5. Commitments and Contingencies
Operating Leases
Lease and rent expense included in operating income was $224 thousand for the period from November 23, 2010 to December 31, 2010.
We rent offshore platform space from an affiliate of Enterprise and a third party. Total rent paid for this platform space was $138 thousand for the period from November 23, 2010 through December 31, 2010. The agreement has an indefinite term and will continue until the platform is abandoned. However, we can terminate the agreement at any time if we cease operations on the platform. As a result, there are no future minimum payment obligations attributable to this agreement.
We lease right-of-way held in connection with our Pipeline. In general, our payments for right-of-way easements are determined by the underlying contracts, which typically include a stated fixed fee. Certain of our right-of-way leases contain rent escalation clauses whereby the rent is adjusted periodically for inflation. Lease expense is charged to operating costs and expenses on a straight line basis over the period of expected economic benefit. The following table presents our minimum payment obligations under operating leases for right-of-way:
2011 | $ | 21 | ||
2012 | 21 | |||
2013 | 22 | |||
2014 | 22 | |||
2015 | 22 | |||
Thereafter | 233 | |||
Total | $ | 341 |
Other Matters
We are subject to potential loss contingencies arising from the course of our regular business operations. These may result from federal, state and local environmental, health and safety laws and regulations and third-party litigations. There are no matters currently which, in the opinion of our management, will have a material adverse effect on the financial position or results of our operations.
6. Significant Risks
Nature of Operations
Offshore crude oil pipeline systems such as ours are affected by oil exploration and production activities. Crude oil reserves are depleting assets that will produce over a finite period. Our Pipeline must access additional reserves to offset either (i) the natural decline in production from existing connected wells or (ii) the loss of any production to a competitor. We actively seek to offset the loss of volumes due to depletion by adding connections to new customers and fields.
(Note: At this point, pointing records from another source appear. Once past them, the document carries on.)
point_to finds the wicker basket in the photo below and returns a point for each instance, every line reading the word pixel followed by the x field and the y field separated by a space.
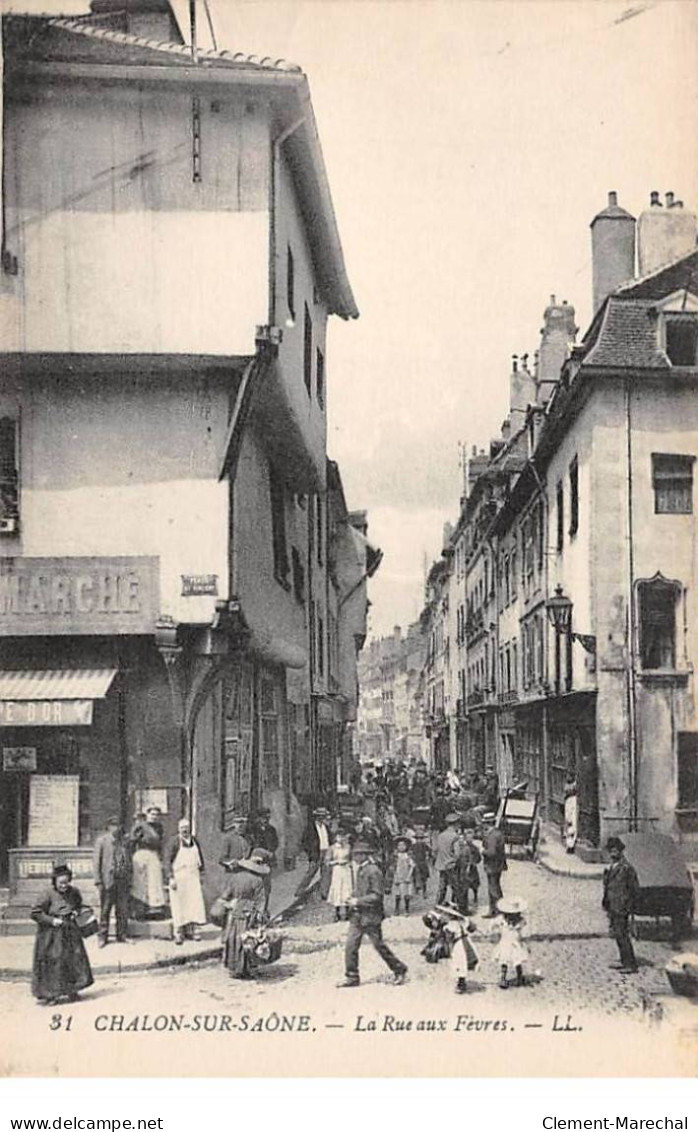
pixel 682 975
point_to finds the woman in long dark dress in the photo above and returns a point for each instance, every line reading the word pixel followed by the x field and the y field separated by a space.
pixel 246 897
pixel 61 967
pixel 147 889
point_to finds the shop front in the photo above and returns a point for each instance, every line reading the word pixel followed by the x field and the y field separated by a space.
pixel 71 718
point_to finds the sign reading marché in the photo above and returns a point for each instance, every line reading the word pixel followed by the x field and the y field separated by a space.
pixel 78 595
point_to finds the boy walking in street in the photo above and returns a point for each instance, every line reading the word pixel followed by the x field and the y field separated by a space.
pixel 367 915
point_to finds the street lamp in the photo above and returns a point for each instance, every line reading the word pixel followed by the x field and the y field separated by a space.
pixel 559 609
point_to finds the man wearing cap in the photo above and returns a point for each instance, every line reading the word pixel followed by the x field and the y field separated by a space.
pixel 620 891
pixel 112 871
pixel 316 845
pixel 235 846
pixel 260 832
pixel 494 862
pixel 244 895
pixel 367 915
pixel 447 856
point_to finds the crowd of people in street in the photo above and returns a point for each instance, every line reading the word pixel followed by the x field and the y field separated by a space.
pixel 385 840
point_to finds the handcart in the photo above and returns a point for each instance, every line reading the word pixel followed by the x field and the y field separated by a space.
pixel 519 821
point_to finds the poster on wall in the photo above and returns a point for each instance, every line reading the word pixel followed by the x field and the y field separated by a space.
pixel 19 759
pixel 53 809
pixel 155 796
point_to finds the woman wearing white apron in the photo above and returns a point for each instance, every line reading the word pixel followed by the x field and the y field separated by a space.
pixel 186 865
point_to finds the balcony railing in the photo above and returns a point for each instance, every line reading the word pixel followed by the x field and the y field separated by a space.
pixel 508 697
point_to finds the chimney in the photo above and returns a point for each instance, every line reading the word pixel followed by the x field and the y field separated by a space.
pixel 612 249
pixel 522 392
pixel 664 234
pixel 557 340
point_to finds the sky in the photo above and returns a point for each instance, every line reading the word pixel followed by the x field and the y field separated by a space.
pixel 468 145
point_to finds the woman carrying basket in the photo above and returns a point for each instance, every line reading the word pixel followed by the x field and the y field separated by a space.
pixel 61 967
pixel 244 898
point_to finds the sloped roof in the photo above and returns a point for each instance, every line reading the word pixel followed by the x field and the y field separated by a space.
pixel 680 275
pixel 628 336
pixel 85 41
pixel 77 37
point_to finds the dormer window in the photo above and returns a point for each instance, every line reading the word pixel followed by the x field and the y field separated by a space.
pixel 681 337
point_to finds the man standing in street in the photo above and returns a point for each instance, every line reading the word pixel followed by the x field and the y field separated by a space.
pixel 112 869
pixel 235 846
pixel 367 915
pixel 620 890
pixel 446 857
pixel 316 845
pixel 494 860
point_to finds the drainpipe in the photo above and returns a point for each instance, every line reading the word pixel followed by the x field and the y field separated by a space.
pixel 632 785
pixel 277 143
pixel 544 674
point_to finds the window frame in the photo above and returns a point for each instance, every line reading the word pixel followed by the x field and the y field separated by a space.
pixel 669 479
pixel 657 584
pixel 279 543
pixel 574 497
pixel 308 349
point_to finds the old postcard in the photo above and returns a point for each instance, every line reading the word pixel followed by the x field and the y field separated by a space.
pixel 349 427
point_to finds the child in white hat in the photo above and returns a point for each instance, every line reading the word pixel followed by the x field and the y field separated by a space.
pixel 511 953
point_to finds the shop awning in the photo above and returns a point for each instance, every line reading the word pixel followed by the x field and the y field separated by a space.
pixel 58 684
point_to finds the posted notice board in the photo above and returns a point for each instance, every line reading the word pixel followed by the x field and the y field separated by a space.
pixel 53 809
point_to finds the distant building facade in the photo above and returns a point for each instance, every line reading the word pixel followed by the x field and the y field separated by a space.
pixel 182 590
pixel 575 568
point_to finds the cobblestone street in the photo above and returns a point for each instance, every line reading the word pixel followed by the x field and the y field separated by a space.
pixel 570 954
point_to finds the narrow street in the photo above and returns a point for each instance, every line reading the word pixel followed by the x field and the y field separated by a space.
pixel 197 1010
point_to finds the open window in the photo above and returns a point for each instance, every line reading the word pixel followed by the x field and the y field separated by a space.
pixel 277 498
pixel 9 477
pixel 681 337
pixel 672 479
pixel 657 600
pixel 688 771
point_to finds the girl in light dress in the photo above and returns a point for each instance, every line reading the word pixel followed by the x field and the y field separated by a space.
pixel 403 877
pixel 342 883
pixel 511 953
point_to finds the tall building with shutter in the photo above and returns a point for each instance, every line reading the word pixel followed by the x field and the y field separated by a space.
pixel 170 258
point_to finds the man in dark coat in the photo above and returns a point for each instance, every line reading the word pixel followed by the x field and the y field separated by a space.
pixel 620 891
pixel 235 846
pixel 316 843
pixel 113 871
pixel 494 860
pixel 446 857
pixel 367 915
pixel 260 832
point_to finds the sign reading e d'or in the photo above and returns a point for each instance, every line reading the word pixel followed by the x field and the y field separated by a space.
pixel 78 595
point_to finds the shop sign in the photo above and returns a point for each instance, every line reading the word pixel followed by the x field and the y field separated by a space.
pixel 78 595
pixel 199 585
pixel 19 759
pixel 32 867
pixel 45 713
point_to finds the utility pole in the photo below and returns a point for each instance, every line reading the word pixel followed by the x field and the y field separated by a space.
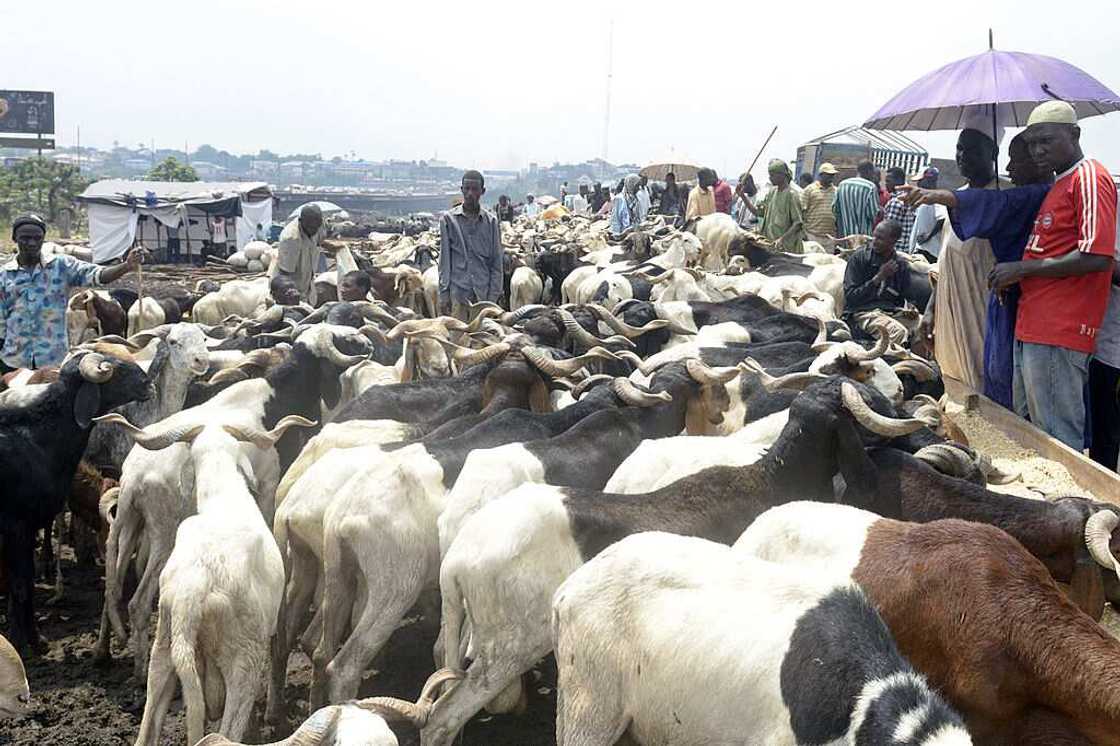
pixel 610 67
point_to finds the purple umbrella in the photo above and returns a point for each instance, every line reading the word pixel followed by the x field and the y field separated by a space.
pixel 1013 82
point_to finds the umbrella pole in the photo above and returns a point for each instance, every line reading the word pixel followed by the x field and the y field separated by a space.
pixel 759 154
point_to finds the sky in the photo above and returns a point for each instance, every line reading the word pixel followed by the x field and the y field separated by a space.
pixel 500 85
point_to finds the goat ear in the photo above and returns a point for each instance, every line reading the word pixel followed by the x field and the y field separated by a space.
pixel 86 403
pixel 539 400
pixel 329 387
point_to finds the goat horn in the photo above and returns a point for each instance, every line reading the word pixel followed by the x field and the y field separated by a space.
pixel 887 427
pixel 798 381
pixel 268 438
pixel 513 317
pixel 623 327
pixel 630 393
pixel 560 367
pixel 946 459
pixel 880 346
pixel 707 375
pixel 336 356
pixel 108 502
pixel 577 332
pixel 414 712
pixel 229 375
pixel 921 371
pixel 822 336
pixel 94 367
pixel 1099 538
pixel 151 439
pixel 581 388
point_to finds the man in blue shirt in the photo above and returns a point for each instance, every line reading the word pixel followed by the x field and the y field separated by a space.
pixel 469 252
pixel 34 291
pixel 1006 217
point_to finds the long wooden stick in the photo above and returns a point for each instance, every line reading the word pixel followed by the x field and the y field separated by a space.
pixel 759 154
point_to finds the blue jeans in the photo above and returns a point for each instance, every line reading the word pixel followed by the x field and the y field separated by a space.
pixel 1048 385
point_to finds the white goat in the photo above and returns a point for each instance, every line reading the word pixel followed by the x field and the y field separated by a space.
pixel 679 641
pixel 221 588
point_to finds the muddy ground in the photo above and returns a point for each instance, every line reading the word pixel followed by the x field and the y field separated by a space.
pixel 80 703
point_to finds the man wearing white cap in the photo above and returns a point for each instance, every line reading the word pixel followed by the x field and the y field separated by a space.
pixel 817 207
pixel 958 309
pixel 1064 277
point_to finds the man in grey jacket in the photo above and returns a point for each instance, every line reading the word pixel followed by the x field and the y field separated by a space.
pixel 469 252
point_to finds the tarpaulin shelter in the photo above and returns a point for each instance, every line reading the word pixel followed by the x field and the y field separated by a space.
pixel 123 213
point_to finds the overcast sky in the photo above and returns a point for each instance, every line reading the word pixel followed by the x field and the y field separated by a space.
pixel 498 85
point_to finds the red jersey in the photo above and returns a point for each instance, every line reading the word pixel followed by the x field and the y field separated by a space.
pixel 1079 214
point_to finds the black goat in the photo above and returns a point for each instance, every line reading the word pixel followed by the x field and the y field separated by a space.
pixel 42 444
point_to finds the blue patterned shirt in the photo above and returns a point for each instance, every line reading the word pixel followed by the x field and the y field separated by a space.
pixel 33 308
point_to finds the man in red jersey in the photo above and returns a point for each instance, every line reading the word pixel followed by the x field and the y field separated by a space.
pixel 1064 276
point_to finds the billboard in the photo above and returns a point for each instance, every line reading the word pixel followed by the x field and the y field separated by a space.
pixel 29 112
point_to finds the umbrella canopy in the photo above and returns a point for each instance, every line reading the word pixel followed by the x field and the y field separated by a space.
pixel 325 207
pixel 1013 82
pixel 673 162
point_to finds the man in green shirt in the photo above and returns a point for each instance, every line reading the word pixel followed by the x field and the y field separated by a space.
pixel 781 210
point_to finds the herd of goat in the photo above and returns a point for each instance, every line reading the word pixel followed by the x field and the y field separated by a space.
pixel 665 459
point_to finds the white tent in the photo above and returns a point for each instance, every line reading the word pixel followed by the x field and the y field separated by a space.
pixel 115 210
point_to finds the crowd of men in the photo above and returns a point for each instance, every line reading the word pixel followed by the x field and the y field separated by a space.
pixel 1024 302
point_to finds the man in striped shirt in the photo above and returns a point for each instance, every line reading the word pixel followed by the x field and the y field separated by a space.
pixel 857 203
pixel 1064 277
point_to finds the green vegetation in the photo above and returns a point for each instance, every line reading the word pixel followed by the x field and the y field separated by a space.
pixel 170 169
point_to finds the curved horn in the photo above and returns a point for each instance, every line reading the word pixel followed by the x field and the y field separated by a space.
pixel 374 334
pixel 921 371
pixel 108 502
pixel 798 381
pixel 513 317
pixel 560 367
pixel 94 367
pixel 576 332
pixel 152 438
pixel 414 712
pixel 887 427
pixel 229 375
pixel 630 393
pixel 946 459
pixel 1099 537
pixel 336 355
pixel 707 375
pixel 622 327
pixel 581 388
pixel 882 343
pixel 268 438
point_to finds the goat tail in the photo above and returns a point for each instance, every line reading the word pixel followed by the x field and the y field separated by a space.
pixel 123 532
pixel 186 613
pixel 454 613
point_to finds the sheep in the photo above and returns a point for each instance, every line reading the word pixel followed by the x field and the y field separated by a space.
pixel 1060 533
pixel 238 298
pixel 972 611
pixel 525 288
pixel 509 558
pixel 658 463
pixel 753 652
pixel 716 232
pixel 221 588
pixel 360 723
pixel 180 356
pixel 149 313
pixel 42 445
pixel 385 515
pixel 15 695
pixel 157 494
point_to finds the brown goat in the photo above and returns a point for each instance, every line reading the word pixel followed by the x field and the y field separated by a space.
pixel 973 612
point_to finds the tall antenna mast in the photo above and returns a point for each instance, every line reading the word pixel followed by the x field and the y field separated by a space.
pixel 610 67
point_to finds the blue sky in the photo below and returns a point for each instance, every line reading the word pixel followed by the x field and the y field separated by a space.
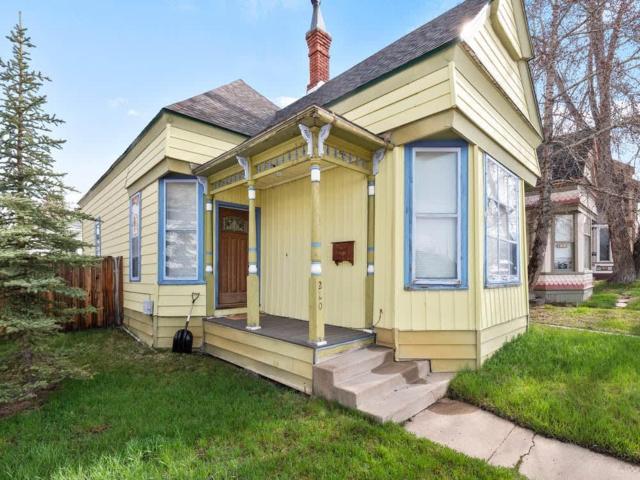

In April 2010, the Deepwater Horizon drilling rig caught fire and sank in the Gulf of Mexico, resulting in an oil spill that has significantly impacted ecological resources in the Gulf of Mexico. As a result, in May 2010, a federal offshore drilling moratorium went into effect which halted drilling of uncompleted and new oil and gas wells (in water deeper than 500 feet) in the Gulf of Mexico with certain limited exceptions and halted consideration of drilling permits for deepwater wells. The moratorium was lifted in October 2010; however, it is uncertain at this time how and to what extent oil and natural gas supplies from the Gulf of Mexico and other offshore drilling areas will be affected. A continued decline in oil and natural gas production volumes and or a failure to achieve anticipated future production due to limitations caused by the federal moratorium could have a material adverse effect on our financial position, results of operations or cash flows.
F-60
Weather-Related Risks
Our assets are located offshore Texas and Louisiana in the Gulf of Mexico, which is prone to tropical weather events such as hurricanes. Our Partners are required to maintain certain levels of insurance with respect to our assets. If our assets were materially damaged in a storm, it could have a material impact on our financial position and results of operations.